Advisory fees were not disclosed for Bank of America or Morgan Stanley on any of those semiconductor deals, but for comparison, in 2019 a Bank of America unit advised and provided a fairness opinion for Global Payments Inc.'s $26.71 billion acquisition of Total Systems Inc. It collected $23.0 million in fees on that consultation, as well as $2.0 million for the fairness opinion.
The Xilinx transaction is not only the largest deal ever undertaken by AMD, but the second-largest of the semiconductor sector since 2000. The consolidation of the sector is intensifying competition, and AMD's combination with Xilinx will help it advance its market position against the biggest player in the chip business, Intel Corp., as well as its biggest rival, Nvidia, according to 451 Research analysts John Abbott and Scott Denne. A surge in AMD's market capitalization facilitated the deal and the 11.9x multiple on Xilinx's trailing revenue. That was just under AMD's valuation leading up to the deal, which represented a big jump from its 6.3x multiple only a year ago, according to the analysts' report on the transaction. 451 Research is an offering of S&P Global Market Intelligence.
The consolidation in the semiconductor space is partly driven by demand for data-center management technology as more and more computing moves to the cloud, analysts told S&P Global Market Intelligence. Also supporting the consolidation are rising valuations. AMD's beanstalk growth in market cap represented a 126.8% surge in stock price during the past 12 months. Nvidia shares during the same period grew by 144.3%.
The wave of semiconductor consolidation did not stop at the AMD-Xilinix deal. The second- and third-largest deals of October were also in the sector. Bank of America again showed up as an advisor for Intel on its $9.0 billion sale of its NAND SSD, component and wafer business and NAND memory manufacturing facility in China to Korean semiconductor company SK hynix Inc. Bank of America worked alongside a Korean Citigroup Inc. unit, which advised SK hynix.
Intel may have been motivated to sell those assets due to the rising cost of manufacturing advanced chips. Intel is one of the few companies left that both designs and manufactures its own products, whereas its competitors design chips and outsource manufacturing to foundries.

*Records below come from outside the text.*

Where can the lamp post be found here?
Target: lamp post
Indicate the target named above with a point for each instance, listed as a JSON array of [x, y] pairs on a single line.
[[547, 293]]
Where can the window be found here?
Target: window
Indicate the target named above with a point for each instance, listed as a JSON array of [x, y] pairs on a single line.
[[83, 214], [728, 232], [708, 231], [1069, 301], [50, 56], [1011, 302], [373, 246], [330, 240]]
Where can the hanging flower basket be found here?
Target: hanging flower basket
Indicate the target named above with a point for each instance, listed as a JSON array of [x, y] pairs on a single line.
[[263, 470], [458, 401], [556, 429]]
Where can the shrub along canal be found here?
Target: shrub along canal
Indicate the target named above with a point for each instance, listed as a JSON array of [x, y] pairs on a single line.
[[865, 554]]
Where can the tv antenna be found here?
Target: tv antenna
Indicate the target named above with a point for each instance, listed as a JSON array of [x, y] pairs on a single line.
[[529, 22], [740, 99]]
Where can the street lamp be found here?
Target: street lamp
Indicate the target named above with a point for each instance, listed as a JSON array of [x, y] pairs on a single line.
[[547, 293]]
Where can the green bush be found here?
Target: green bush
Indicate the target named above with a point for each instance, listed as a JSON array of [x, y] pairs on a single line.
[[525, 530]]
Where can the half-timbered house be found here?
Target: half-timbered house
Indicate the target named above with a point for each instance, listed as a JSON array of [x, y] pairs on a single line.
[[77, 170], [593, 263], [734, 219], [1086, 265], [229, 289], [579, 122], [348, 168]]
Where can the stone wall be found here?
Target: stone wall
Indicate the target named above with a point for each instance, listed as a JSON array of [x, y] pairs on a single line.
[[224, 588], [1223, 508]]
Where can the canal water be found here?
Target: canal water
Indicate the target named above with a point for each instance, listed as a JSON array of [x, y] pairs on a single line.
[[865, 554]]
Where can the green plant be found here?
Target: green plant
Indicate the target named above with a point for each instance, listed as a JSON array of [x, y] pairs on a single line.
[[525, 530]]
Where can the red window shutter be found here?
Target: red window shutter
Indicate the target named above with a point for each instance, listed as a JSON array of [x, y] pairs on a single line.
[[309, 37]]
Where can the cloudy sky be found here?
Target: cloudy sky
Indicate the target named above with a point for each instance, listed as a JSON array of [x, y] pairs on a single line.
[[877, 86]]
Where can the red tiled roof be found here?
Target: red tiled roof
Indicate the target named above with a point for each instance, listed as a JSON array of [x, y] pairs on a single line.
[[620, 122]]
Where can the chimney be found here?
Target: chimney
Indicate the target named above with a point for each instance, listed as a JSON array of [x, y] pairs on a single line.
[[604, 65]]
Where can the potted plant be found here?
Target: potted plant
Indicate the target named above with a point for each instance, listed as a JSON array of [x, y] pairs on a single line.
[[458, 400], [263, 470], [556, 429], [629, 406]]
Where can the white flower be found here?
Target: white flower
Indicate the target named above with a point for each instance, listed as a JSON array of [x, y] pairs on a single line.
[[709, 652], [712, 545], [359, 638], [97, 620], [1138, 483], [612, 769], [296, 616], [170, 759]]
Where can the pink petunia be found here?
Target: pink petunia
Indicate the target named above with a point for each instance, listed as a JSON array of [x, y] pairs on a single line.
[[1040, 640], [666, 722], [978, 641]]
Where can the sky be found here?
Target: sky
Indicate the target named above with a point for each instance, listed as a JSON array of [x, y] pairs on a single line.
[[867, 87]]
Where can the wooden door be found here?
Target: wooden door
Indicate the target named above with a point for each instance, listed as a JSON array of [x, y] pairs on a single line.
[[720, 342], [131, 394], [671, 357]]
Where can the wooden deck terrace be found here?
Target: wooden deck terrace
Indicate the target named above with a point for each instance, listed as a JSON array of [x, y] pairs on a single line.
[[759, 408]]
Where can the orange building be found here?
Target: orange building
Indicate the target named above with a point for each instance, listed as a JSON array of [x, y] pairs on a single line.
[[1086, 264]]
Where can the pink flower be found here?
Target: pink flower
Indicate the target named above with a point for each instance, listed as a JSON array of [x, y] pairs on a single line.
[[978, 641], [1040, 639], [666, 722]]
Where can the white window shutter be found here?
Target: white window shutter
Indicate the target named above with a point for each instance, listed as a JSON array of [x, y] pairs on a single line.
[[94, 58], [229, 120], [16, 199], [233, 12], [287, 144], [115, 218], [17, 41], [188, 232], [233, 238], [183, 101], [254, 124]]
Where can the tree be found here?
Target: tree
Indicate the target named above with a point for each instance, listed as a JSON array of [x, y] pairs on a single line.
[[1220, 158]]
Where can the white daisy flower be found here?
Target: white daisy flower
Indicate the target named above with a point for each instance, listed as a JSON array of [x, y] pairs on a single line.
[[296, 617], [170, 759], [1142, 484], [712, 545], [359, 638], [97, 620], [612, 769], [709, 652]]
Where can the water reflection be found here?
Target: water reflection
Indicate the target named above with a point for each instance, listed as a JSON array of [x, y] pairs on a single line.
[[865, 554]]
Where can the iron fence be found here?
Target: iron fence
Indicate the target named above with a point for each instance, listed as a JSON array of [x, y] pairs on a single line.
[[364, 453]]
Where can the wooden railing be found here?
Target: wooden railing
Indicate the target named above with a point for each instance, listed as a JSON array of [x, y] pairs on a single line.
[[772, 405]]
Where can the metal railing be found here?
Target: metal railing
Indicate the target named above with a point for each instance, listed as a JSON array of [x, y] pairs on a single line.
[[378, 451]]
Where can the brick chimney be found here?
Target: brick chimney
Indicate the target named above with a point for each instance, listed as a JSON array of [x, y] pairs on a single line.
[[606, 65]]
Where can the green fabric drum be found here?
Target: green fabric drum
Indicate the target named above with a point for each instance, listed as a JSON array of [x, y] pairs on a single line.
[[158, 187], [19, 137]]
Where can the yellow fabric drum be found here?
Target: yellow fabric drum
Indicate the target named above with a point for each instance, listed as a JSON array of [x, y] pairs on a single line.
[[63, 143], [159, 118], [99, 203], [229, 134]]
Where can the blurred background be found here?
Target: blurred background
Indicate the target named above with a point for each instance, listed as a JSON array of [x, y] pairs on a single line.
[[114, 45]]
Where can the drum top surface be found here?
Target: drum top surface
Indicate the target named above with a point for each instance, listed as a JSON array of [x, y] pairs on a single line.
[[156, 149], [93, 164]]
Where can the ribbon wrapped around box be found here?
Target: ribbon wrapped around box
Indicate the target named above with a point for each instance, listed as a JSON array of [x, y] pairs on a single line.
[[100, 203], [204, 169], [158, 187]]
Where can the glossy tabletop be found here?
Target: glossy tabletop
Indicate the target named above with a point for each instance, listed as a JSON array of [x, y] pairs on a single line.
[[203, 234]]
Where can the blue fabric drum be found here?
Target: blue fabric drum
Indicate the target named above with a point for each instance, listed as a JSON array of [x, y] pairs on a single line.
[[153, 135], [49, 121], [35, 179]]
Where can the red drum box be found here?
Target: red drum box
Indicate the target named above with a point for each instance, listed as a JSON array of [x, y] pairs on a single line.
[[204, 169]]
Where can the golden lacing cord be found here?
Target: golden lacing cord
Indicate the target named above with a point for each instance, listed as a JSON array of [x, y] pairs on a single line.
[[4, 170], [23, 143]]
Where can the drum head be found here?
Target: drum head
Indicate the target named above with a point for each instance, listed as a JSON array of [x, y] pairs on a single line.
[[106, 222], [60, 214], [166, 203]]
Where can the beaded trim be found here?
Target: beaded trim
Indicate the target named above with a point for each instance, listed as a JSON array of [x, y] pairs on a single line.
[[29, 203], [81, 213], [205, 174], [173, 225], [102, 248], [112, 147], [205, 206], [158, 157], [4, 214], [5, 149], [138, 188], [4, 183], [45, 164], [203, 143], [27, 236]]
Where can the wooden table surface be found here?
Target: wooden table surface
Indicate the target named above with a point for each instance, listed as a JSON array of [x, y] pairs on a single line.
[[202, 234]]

Conversely, the AMD-Xilinx deal is a validation of the outsourced model employed by other semiconductor designers, an analyst told S&P Global Market Intelligence.
Qatalyst Partners LP and JPMorgan Chase & Co. advisers worked on the second-largest transaction of the month, Marvell Technology Group Ltd.'s $9.46 billion acquisition of high-speed analog and mixed-signal semiconductor company Inphi Corp.
Outside of the semiconductor space, Visa Inc.'s $4.90 billion acquisition of fintech company Plaid Inc. may be in jeopardy after the U.S. Justice Department launched an antitrust lawsuit against Visa, arguing that the combination would eliminate a competitor that has been developing "an innovative new solution that would be a substitute" for Visa's online debit services. The Justice Department called Visa a monopolist in online debit and pointed to the company CEO's description of the Plaid acquisition as an "insurance policy" against a potential threat.
While fees were not disclosed, termination of the Visa-Plaid transaction could put adviser revenues in jeopardy for Goldman Sachs Group Inc. and Lazard Ltd.